‘Be clearer about essential services’


PETALING JAYA: Consumer groups have urged the government to revisit its criteria on what kind of business services can open during the movement control order period given the inconsistent interpretation as to what constitutes “essential services”.

Federation of Malaysian Consumers Associations (Fomca) chief executive officer Datuk Paul Selvaraj questioned the government’s criteria, adding that it had to explain its decision as this had an impact on businesses and workers.

“There must be a clear reason and there should be support for the workers.

“Is the government going to introduce a package for workers who are going to lose their jobs? What is the support for them? Is the moratorium going to be extended?

“This is arbitrary, where they just close the shops without seeing the impact on people’s lives. Businesses that have followed the SOP, there must be a reason why they are not allowed to operate, ” he said.

If a business is not allowed to operate, Paul said support must be given to its workers, adding that this should cover the entire period they are closed.

“We must think about the rakyat’s welfare. It is not just about cutting their lifestyle, their livelihoods and not doing anything about it. It is totally unjust.

“As much as possible, especially small businesses which employ most of their workers in Malaysia, they should be allowed to operate unless there is a particular reason for them not to, ” he added.

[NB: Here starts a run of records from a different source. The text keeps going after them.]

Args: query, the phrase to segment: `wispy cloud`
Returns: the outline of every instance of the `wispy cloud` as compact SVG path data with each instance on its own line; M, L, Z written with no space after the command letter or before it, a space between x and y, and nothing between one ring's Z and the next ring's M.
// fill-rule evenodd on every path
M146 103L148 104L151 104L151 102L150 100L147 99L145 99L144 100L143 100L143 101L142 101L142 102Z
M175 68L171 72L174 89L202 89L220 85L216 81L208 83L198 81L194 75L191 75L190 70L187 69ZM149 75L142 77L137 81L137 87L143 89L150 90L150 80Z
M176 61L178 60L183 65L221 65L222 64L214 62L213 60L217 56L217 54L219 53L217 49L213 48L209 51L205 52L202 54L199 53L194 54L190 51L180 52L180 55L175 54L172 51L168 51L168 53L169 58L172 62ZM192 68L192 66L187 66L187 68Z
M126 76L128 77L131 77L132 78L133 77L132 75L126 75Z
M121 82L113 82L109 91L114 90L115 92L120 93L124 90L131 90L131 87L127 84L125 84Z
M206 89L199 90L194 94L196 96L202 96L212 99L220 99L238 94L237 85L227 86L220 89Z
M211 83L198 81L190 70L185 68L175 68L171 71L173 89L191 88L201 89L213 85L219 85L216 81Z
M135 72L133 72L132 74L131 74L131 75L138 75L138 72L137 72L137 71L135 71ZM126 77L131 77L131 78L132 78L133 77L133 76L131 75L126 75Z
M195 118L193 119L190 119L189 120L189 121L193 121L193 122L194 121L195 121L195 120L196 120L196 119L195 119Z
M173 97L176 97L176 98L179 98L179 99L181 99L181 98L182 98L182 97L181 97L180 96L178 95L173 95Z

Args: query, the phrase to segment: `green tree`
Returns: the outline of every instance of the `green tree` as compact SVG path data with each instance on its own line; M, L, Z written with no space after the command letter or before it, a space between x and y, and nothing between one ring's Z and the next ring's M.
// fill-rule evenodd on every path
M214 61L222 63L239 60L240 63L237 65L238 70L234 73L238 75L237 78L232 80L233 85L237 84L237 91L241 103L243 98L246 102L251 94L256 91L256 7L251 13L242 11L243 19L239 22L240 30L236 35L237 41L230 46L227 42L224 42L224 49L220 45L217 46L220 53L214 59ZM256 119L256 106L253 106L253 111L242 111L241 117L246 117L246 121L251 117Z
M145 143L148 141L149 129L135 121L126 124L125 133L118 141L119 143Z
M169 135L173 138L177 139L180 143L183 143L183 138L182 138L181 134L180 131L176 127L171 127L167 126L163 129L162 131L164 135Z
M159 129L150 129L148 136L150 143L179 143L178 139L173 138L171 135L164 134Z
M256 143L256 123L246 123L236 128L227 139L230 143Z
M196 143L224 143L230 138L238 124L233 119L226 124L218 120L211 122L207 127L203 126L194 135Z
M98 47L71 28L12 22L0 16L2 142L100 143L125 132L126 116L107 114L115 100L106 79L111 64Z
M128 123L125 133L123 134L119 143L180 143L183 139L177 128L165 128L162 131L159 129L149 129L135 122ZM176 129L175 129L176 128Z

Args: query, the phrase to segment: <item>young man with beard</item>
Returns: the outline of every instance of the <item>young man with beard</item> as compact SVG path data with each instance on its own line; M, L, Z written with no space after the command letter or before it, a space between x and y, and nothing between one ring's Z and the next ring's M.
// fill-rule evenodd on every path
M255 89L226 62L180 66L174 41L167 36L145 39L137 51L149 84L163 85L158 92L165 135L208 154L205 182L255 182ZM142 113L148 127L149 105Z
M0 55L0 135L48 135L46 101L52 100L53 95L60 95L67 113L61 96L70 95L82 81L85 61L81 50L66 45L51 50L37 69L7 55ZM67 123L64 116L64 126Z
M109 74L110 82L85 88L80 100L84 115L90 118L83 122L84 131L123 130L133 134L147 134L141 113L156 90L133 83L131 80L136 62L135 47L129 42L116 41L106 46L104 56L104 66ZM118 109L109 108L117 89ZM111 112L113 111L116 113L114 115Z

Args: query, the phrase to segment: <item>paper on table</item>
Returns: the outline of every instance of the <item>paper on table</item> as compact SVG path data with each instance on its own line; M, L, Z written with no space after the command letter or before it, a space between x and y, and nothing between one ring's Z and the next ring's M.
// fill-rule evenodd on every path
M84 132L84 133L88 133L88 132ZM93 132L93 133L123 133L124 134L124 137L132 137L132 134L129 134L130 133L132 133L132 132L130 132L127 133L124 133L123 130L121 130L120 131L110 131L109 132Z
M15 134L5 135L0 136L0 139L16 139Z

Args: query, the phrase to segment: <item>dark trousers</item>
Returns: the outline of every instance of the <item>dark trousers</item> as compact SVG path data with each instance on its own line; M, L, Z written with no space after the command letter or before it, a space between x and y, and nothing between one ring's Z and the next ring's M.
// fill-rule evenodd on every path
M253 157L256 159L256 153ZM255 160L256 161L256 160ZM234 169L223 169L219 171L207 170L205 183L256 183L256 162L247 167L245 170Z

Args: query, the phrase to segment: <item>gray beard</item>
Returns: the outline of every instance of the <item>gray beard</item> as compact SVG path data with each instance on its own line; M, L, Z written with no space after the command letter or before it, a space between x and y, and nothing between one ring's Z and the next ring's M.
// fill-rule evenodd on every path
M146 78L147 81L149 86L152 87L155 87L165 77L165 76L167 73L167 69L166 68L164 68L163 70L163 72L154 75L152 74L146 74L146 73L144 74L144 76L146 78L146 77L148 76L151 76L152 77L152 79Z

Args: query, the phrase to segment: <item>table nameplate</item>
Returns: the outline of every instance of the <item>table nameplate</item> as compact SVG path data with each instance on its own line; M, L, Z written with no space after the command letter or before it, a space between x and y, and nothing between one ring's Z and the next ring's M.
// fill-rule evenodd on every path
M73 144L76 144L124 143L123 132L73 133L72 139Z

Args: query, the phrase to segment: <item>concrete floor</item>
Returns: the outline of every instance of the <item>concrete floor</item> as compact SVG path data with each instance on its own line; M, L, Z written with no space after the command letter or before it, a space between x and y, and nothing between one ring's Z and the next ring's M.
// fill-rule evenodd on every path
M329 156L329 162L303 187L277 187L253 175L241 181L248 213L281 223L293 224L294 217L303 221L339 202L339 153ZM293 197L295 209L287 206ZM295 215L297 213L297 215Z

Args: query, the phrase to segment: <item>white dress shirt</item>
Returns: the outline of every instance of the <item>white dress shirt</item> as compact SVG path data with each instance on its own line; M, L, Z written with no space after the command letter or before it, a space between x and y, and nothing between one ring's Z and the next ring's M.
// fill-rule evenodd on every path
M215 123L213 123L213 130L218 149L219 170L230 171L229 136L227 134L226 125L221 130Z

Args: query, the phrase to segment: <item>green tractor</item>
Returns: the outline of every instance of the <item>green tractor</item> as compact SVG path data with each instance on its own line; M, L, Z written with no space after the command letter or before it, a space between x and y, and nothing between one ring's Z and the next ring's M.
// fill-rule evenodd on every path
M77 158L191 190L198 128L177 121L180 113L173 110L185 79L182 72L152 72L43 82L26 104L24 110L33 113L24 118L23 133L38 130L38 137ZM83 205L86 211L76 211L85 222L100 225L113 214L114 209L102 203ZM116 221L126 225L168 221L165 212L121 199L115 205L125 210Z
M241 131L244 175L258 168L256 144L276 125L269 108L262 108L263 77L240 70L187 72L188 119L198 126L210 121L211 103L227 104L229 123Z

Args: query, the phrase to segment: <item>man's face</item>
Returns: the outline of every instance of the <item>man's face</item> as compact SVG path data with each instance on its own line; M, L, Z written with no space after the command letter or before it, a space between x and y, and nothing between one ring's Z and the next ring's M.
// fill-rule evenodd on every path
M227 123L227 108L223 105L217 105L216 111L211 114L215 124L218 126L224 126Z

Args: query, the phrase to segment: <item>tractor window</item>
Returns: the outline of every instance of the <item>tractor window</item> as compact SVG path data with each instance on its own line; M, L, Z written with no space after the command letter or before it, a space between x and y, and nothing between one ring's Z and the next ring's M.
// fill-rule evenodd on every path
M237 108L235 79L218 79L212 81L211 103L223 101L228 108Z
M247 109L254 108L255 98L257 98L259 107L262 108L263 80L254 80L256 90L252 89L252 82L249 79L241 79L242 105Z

Under the MCO, among the types of businesses allowed to operate are shopping malls, restaurants, furniture shops, jewellery shops, electronic shops, stationery shops, bookshops, hardware shops, pet shops and petrol stations.

However, tuition centres, music centres, optical shops, hair salons, spas, reflexology centres, clothing shops and others are not permitted to operate.

Consumers Association of Penang (CAP) officer Uma Ramaswamy said a lot of confusion had arisen over this issue.

“I think we need to have a clearer picture and people need to know why some businesses have been given the go-ahead and some have not, ” she said.

Uma said “essential services” needed to be defined, questioning why optical shops were not allowed to open but jewellery shops were allowed instead.

“We feel that a lot of confusion has come up again in this MCO on what can open and what cannot open. We are urging the government to make it clearer, ” she said.

Malaysian Muslim Consumers Association (PPIM) lead activist Datuk Nadzim Johan concurred that people were in a quandary on the government’s decision in only allowing certain businesses to operate.

“We have received a lot of complaints from the ground as far as this is concerned, ” he said.

Nadzim called for the government to look into the grouses on the ground seriously, adding that there were more questions than answers that had resulted in frustration.